So, for the patients with the gum that’s delicate, we can still provide this kind of treatment.  Upper jaw, same thing.  This is actually a patient who was born with no teeth that we were able to place implants in a young child and give him teeth.  Patient has eight implants in the upper jaw and some in the lower in back where they already have their own teeth and a bar that’s been made in the upper jaw and then a denture because most patients who have lost their teeth in the upper jaw have lost enough gum that we need this gum to support the lip because if you don’t have that gum to support the lip, the lip looks like it’s fallen in.  We didn’t want those spaces like I showed you.  So, typically, in the upper jaw, this is a treatment that we do, something that’s horseshoe-shaped anchors on and stays in place.  It’s very solid and very stable and allows the patient to function.  There’s all different designs that you can see here for different patients made with different materials.

Now, there’s some people who don’t want teeth than even can be removed.  They want to have their teeth that’s just screwed in.  They want to be as close to their natural teeth as they possibly can be, and there are a few patients that we can do this on.

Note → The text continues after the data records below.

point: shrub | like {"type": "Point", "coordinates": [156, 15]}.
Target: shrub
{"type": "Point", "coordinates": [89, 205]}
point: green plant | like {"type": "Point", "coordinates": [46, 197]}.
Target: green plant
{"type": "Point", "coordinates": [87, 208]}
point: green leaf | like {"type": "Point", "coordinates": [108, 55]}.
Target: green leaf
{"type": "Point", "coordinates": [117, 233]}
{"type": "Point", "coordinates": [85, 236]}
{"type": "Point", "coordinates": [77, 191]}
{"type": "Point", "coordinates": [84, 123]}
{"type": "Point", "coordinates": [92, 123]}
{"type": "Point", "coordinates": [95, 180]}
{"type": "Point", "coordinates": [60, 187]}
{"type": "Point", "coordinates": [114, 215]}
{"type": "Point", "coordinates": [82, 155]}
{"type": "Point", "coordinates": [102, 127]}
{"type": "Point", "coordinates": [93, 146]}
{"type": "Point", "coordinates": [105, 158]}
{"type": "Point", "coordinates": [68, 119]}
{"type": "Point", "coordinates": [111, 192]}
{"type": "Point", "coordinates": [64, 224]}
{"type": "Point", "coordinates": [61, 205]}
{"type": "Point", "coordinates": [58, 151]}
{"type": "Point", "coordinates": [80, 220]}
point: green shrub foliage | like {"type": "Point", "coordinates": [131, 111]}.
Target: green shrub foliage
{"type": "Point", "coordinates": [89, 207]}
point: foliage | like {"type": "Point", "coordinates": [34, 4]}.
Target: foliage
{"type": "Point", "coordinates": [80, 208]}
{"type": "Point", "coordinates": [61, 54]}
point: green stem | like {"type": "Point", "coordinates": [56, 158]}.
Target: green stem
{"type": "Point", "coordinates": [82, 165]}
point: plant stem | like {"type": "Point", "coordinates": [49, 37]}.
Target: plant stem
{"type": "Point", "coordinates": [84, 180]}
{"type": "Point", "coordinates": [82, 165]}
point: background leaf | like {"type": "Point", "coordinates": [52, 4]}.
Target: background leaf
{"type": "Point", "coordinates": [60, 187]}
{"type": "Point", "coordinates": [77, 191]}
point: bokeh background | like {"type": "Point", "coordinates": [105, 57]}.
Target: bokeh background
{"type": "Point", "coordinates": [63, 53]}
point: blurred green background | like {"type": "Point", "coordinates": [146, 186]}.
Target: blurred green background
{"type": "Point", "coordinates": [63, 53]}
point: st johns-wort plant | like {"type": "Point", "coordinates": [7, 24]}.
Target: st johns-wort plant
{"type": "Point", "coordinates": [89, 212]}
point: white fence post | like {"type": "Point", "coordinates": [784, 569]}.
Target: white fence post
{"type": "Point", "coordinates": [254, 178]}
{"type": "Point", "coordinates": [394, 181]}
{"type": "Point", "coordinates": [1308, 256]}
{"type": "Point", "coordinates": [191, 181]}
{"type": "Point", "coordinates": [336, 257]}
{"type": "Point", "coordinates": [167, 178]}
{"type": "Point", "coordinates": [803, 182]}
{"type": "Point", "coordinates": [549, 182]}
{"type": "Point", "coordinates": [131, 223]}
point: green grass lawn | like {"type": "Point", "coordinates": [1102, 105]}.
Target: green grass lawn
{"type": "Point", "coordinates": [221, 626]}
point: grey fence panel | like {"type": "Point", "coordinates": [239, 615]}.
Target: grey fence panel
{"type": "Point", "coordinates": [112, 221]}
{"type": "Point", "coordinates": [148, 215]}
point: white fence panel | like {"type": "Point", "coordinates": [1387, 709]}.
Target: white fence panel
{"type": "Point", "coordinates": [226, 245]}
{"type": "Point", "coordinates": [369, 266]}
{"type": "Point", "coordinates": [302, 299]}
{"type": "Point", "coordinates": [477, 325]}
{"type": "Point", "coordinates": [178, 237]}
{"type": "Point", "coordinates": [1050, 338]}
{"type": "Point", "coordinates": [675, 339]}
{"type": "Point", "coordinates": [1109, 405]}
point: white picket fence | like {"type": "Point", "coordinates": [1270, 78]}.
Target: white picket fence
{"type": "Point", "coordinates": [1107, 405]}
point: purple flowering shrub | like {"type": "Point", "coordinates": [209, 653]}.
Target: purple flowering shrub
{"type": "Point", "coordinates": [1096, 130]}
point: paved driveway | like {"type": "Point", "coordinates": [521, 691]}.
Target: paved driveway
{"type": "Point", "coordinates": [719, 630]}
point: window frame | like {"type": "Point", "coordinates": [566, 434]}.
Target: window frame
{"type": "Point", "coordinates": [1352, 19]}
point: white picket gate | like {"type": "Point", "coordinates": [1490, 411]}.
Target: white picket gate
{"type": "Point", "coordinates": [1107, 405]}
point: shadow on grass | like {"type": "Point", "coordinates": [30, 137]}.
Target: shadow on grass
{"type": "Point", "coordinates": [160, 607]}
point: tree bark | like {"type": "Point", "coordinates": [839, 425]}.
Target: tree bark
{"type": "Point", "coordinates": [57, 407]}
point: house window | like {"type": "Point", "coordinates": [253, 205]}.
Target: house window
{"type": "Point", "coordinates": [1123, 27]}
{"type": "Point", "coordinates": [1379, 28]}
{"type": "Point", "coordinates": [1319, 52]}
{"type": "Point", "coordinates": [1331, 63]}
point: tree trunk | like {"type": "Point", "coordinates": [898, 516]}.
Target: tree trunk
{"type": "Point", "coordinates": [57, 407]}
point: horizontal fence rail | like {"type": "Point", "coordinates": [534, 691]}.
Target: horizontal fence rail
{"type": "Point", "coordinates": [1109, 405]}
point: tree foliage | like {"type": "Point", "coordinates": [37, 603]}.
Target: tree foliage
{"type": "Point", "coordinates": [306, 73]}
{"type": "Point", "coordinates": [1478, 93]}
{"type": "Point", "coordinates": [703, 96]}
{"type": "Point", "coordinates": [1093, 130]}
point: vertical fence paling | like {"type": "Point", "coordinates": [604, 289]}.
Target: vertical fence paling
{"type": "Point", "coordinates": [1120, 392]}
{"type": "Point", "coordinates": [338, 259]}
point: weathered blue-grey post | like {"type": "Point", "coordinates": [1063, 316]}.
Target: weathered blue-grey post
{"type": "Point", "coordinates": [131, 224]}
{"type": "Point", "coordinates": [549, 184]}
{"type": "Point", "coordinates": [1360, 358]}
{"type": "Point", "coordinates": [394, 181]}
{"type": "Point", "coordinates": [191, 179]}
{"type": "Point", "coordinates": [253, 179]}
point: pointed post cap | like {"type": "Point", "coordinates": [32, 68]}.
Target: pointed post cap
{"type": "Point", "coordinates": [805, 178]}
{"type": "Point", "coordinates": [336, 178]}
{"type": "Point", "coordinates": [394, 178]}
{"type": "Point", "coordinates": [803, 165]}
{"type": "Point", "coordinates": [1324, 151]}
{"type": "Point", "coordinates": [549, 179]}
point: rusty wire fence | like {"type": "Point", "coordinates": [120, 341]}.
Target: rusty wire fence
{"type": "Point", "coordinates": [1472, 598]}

The big problem with that in the upper jaw is the aesthetics.  Can we have the implants put in the exact right spot where a tooth needs to be, not in between two teeth, because then you’re going to see some of that metal, and it’s not going to be aesthetically acceptable?  So, those are the challenges that we have to face with, and typically when we do this, we’ll have the implants.  We’ll make a temporary bridge first before we make something that’s going to be solid and screwed in.

This patient doesn’t take her teeth out.  She can walk through security at the airport, and it doesn’t let the buzzer go off or anything like that because this metal is not as dense to let that happen but allows this patient to have teeth that are as close to their own teeth as possible.  Obviously, the more complex that you have the treatment, the more expensive it gets, the longer it takes to be done.

This is a patient who had no teeth of her own and wanted teeth that couldn’t be removed in both jaws.  So, there were six implants placed in the lower jaw, eight implants placed in the upper jaw, a lot metal that’s in there, and porcelain that’s placed on the top with the pink surface.  When she smiles, that’s what she looks like.  We have to give her room here to be able to get in and clean these things.

It’s very important, maintaining hygiene, and we’ll talk about that because most of these people ended up in this position because they didn’t do a good job cleaning their teeth.  They’re probably, in some ways, also susceptible to periodontal disease.  There’s lots of people we know who don’t clean their teeth but don’t lose their teeth as much as others.   It’s something more than just not cleaning your teeth, and we know the ones who are in this situation in early age are susceptible and haven’t done a good job.  We want to be able to provide and maintain them over a period of time.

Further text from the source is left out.